| | I will grant almost all of your rhetoric, Ryan, but I have a problem with your use of "conservative." Well, not really you, but let me explain. My parents identify themselves as conservatives. Not as members of the right, but as conservatives. For them this means opposition to excessive taxation, excessive regulation. Support for a strong defensive national policy with the use of the military to support our actual allies and interests. Support above all for constitutional government. They will allow for policy disputes but not violation of the Constitution.
They don't see themselves as crusaders to end public schools and medicaid - but they would not oppose reasonable actions to privatize education and to move charity cases to actual voluntary charity. They are suspicious of "illegal aliens" and "drug dealers." They are not about to crusade for open borders or full legalization. But they do not oppose these things on principle, or support the use of force to continue such policies when force is identified as such.
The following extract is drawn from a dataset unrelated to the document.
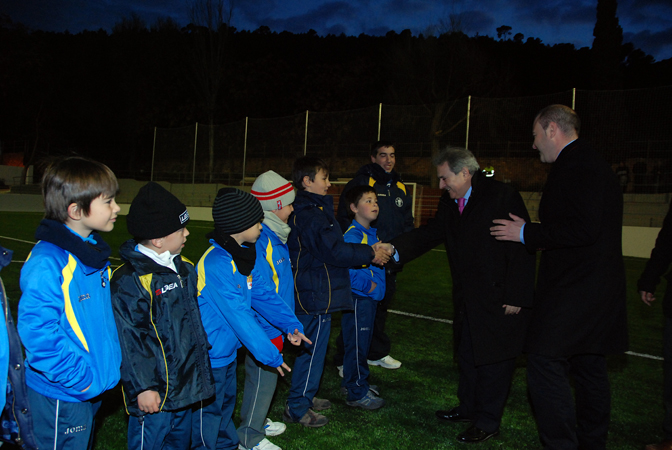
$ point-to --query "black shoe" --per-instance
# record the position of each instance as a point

For example, my father, who long opposed it, now says we ought to let the damn illegal aliens stay so long as they register and pay a reasonable fine (say $5,000) for entry. He sees them as cheaters, and the illegality as a problem, but not foreigners as evil.
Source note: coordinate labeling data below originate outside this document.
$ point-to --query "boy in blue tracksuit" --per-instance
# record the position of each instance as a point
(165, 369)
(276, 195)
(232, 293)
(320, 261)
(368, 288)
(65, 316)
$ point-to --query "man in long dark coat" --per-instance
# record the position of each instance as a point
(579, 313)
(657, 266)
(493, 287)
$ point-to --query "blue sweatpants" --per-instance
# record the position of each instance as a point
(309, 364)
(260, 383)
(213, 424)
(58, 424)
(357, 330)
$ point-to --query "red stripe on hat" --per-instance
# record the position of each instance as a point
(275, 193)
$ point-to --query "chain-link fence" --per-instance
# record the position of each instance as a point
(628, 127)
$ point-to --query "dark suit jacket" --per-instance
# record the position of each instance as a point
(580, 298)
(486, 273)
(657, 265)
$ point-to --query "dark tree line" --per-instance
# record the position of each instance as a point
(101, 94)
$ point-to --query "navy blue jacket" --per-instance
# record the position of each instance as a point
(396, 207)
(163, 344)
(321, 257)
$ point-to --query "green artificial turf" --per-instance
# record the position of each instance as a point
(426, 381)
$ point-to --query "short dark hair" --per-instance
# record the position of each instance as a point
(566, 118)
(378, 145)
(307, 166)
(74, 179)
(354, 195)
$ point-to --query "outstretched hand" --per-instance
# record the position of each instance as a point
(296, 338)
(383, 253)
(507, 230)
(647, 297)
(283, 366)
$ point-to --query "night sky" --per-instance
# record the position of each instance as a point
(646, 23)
The bottom line is that they are sense of life conservatives, not explicit libertarians. Maybe you think they should call themselves libertarians, and maybe they would not deny the title. They support peaceful co-existence, self-sufficiency, constitutionalism and the rule of law. They do not want to outlaw homosexuality, racial miscegenation, the immigration of infidels, abortion in the first trimester, or require school prayer. There are a hell of a lot of decent people in the silent majority who are just like them. They may be philosophically incoherent, and if that's the case, the fault may be theirs. But they do listen well to reason. Is there a point in alienating even them?
What is the rhetorical benefit of defining "conservatism" not as they do but as identical to the extreme racist religious right? Does it help to characterize the debate in the terms of the left? It is the left that wishes to put the conflict in these terms, that the essence of conservatism is white supremacist, militant statist Christian fundamentalism. Should we let them define the terms of the debate?